Si le métavers n’est pas encore suffisamment qualitatif pour rivaliser avec les jeux AAA, son développement questionne légitimement à l’heure de la nécessaire sobriété énergétique. Par ailleurs, les sujets éthiques, liés par exemple aux conditions d’emploi des salarié(e)s du secteur, ou encore à la toxicité et la misogynie de certaines communautés pourraient allumer le voyant “brand safety” de certains annonceurs, tout en leur donnant de formidables leviers d’engagement.

5. Brand safety et Digital Ad Trust, la RSE s’invite aussi dans la techno

Il n’y a pas que les “influenceurs” de télé-réalité qui sont à l’origine d’un brûlant sujet de “brand safety” chez les régies (notamment TV) et certains annonceurs. Depuis la crise sanitaire, la prolifération des informations “anxiogènes” pousse de manière sans doute trop exacerbée les annonceurs à blacklister certains sites d’informations, tandis que se développent rapidement des sites d’informations “alternatifs” basés sur les fake news. 

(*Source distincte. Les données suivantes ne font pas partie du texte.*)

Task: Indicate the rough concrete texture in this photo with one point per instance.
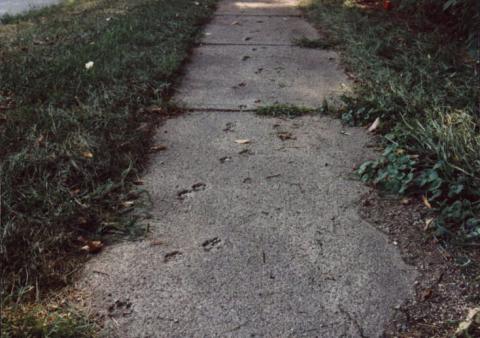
(260, 237)
(219, 77)
(17, 6)
(248, 30)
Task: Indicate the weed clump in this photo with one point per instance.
(417, 76)
(285, 110)
(76, 84)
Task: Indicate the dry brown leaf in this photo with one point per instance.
(374, 125)
(158, 147)
(285, 135)
(92, 247)
(428, 222)
(128, 204)
(157, 242)
(87, 154)
(427, 293)
(426, 202)
(155, 109)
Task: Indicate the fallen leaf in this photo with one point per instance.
(374, 125)
(157, 242)
(92, 247)
(428, 222)
(158, 147)
(285, 135)
(128, 204)
(472, 317)
(427, 293)
(87, 154)
(155, 109)
(426, 202)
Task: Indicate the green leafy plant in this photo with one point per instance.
(287, 110)
(82, 86)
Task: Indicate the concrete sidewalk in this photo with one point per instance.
(13, 7)
(255, 231)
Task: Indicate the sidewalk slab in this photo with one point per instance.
(257, 30)
(258, 7)
(271, 245)
(246, 77)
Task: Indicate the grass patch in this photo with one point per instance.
(82, 85)
(285, 110)
(50, 321)
(417, 76)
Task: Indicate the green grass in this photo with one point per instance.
(419, 79)
(73, 140)
(285, 110)
(49, 321)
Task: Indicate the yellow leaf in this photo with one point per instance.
(426, 202)
(374, 125)
(158, 147)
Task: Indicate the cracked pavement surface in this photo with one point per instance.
(258, 238)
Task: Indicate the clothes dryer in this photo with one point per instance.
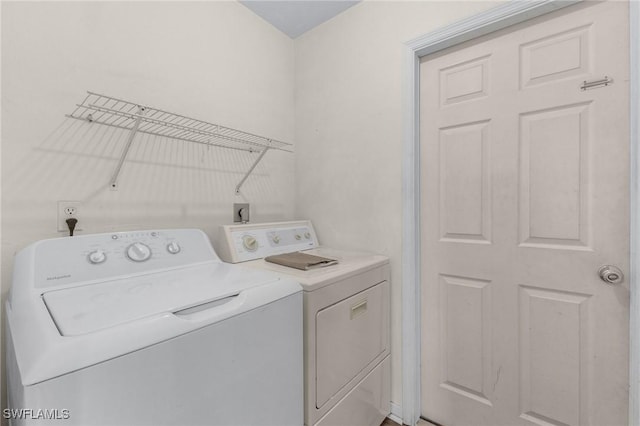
(346, 319)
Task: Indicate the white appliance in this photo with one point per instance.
(346, 320)
(150, 328)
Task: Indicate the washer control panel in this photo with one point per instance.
(104, 256)
(240, 243)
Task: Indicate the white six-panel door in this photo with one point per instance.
(524, 197)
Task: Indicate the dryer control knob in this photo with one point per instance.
(96, 257)
(173, 247)
(250, 243)
(138, 252)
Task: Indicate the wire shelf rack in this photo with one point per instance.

Début octobre, nous allons nous réunir afin de faire évoluer le Digital Ad Trust dans ce sens, à savoir intégrer un indicateur de brand safety lié à la lutte contre la fraude et les fake news. Les algorithmes auront toujours du mal à juger de la véracité d’une information. Chez Publicis Media, nous privilégions ainsi le deal à l’open auction car nous savons que l’industrie de la désinformation est prompte à changer de serveurs et de noms de domaine, et nous ne voulons pas prendre le risque que nos clients soient exposés sur des sites qu’ils n’auraient pas blacklistés. Nous préférons sélectionner les URL une à une pour créer une whitelist”, explique Jean-Baptiste Rouet. 

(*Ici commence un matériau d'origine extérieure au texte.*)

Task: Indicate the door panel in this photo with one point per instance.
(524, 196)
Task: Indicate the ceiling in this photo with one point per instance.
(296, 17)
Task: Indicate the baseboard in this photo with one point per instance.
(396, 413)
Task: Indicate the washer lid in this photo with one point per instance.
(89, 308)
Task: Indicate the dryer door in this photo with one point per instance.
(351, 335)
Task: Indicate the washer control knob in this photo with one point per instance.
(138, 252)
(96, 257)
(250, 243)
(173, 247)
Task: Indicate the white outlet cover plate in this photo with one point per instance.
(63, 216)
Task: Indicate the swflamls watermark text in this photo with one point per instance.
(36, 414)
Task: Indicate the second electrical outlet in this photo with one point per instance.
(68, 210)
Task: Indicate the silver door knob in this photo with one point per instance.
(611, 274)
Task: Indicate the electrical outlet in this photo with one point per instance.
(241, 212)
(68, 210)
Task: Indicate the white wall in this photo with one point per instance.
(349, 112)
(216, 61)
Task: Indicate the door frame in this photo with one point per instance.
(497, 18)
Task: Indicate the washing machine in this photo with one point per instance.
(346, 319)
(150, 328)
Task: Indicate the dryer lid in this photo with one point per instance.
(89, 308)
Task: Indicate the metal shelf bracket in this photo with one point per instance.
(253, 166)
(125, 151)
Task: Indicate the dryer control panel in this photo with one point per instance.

Les grands médias sont brand safe par nature ! Les annonceurs ont la responsabilité de communiquer sur des médias qui participent à l’information et l’éclairage de la société, et ainsi défendre notre modèle démocratique”, assure Aurore Domont, en rappelant que blacklister les sujets anxiogènes est un non-sens : “Nous sommes responsables de l’image de nos clients. Quand il y a des nouvelles terribles, comme ce fut le cas lors des attentats, nous enlevons automatiquement la publicité. Mais récemment, j’ai vu des annonceurs blacklister les mentions à Elizabeth II ! Alors que nos sujets étaient à forte valeur ajoutée, avec des angles sur l’histoire, le patrimoine ou encore la famille… Les annonceurs qui agissent ainsi se privent de l’efficacité liée à un contexte éditorial puissant et de qualité.”

Chers lecteurs, en agence ou chez l’annonceur, vous savez à quoi vous en tenir.